TFT Transform graph eliminates training-serving skew by design
Training-serving skew — where preprocessing at training time differs from preprocessing at inference time — is one of the most common and hardest-to-debug production ML failures. TF Transform generates a preprocessing TensorFlow graph that is saved alongside the model and applied identically in both contexts. The skew is eliminated architecturally rather than by discipline, making it impossible for the two preprocessing paths to diverge across pipeline runs.
Tech Stack
| Technology | Purpose |
|---|---|
| TensorFlow Extended (TFX) | Standardized ML pipeline framework — ExampleGen through Pusher |
| Apache Airflow | DAG-based workflow orchestration, task dependency management, and scheduling |
| TF Data Validation (TFDV) | Dataset statistics, schema inference, and anomaly detection |
| TF Transform (TFT) | Consistent preprocessing graph for training and serving |
| TF Model Analysis (TFMA) | Post-training model evaluation with versioned metric artifacts |
| Keras Tuner | Automated hyperparameter search within TFX Tuner component |
| pandas | Data manipulation and feature engineering for the insurance cost dataset |
| Python | Core language and pipeline orchestration |
Results & Metrics
What the system delivers
DAG
Airflow-Orchestrated Pipeline
Task dependencies declared and enforced automatically — full run history and logging via Airflow UI
TFX
Standardized ML Framework
TFDV, TFT, and TFMA integrated — reproducible, auditable pipeline from ingestion to evaluation
5 Stages
Fully Automated Workflow
Ingestion through evaluation — every stage automated, logged, and reproducible across runs
Fully reproducible pipeline execution across every run
Every pipeline run produces identical results from the same inputs — data ingestion, schema validation, feature transformation, training, and evaluation all execute in a fixed, dependency-enforced order. TFX artifacts are versioned at every stage, making any run fully reproducible and any result traceable back to the exact data and code that produced it.
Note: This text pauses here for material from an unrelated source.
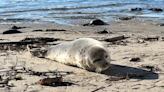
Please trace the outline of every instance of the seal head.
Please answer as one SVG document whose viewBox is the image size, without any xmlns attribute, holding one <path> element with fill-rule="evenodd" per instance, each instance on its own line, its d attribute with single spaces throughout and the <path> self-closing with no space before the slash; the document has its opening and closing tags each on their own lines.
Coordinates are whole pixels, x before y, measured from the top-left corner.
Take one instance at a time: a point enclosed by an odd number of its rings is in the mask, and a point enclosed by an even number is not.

Data quality issues caught before training — not after
StatisticsGen, SchemaGen, and ExampleValidator form a three-component data quality gate that runs before any training begins. Schema violations, anomalous values, and missing features are detected and flagged at ingestion time — preventing silent data quality degradation from propagating into model weights and corrupting downstream evaluation metrics.
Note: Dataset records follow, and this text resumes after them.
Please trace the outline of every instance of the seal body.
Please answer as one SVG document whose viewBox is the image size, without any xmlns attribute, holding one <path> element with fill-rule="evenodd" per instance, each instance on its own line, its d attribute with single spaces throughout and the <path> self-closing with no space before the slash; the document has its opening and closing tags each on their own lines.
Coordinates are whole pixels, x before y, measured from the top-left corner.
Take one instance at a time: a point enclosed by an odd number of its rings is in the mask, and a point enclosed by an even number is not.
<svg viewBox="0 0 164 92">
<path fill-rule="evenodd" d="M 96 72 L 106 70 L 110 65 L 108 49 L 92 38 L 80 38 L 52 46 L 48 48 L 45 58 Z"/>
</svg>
Single DAG trigger runs the entire pipeline end-to-end
Triggering the pipeline with airflow dags trigger tfx_pipeline_dag executes all five stages in the correct order without any manual intervention. Airflow manages the execution graph, retries failed tasks, and surfaces the full run log in the UI — replacing a sequence of manual script executions with a single, auditable, repeatable workflow trigger.
Environment isolation solves real-world toolchain compatibility
The Airflow-TFX compatibility conflict is a genuine engineering challenge that practitioners encounter when building MLOps systems with heterogeneous toolchains. The solution — compiling TFX in a dedicated virtual environment and invoking it from within the Airflow DAG — demonstrates practical production ML engineering that goes beyond academic pipeline implementations.
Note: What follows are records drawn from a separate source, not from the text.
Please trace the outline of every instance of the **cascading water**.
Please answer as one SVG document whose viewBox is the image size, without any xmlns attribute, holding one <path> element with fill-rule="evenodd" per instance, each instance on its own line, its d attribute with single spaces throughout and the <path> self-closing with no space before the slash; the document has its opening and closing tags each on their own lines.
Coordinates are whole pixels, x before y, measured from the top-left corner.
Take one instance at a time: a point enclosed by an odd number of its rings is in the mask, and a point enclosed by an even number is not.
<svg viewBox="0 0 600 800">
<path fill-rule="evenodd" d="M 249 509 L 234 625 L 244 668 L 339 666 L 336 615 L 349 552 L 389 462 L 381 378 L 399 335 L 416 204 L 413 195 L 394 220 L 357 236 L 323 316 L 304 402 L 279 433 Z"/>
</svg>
Improved reproducibility and scalability over notebook workflows
The pipeline successfully automated all five stages from data ingestion through evaluation — demonstrating a measurable improvement in reproducibility and scalability compared to manual notebook-based workflows. Every run produces versioned artifacts at each stage, evaluation metrics are stored and comparable across runs, and the full execution history is available through the Airflow UI for audit and debugging.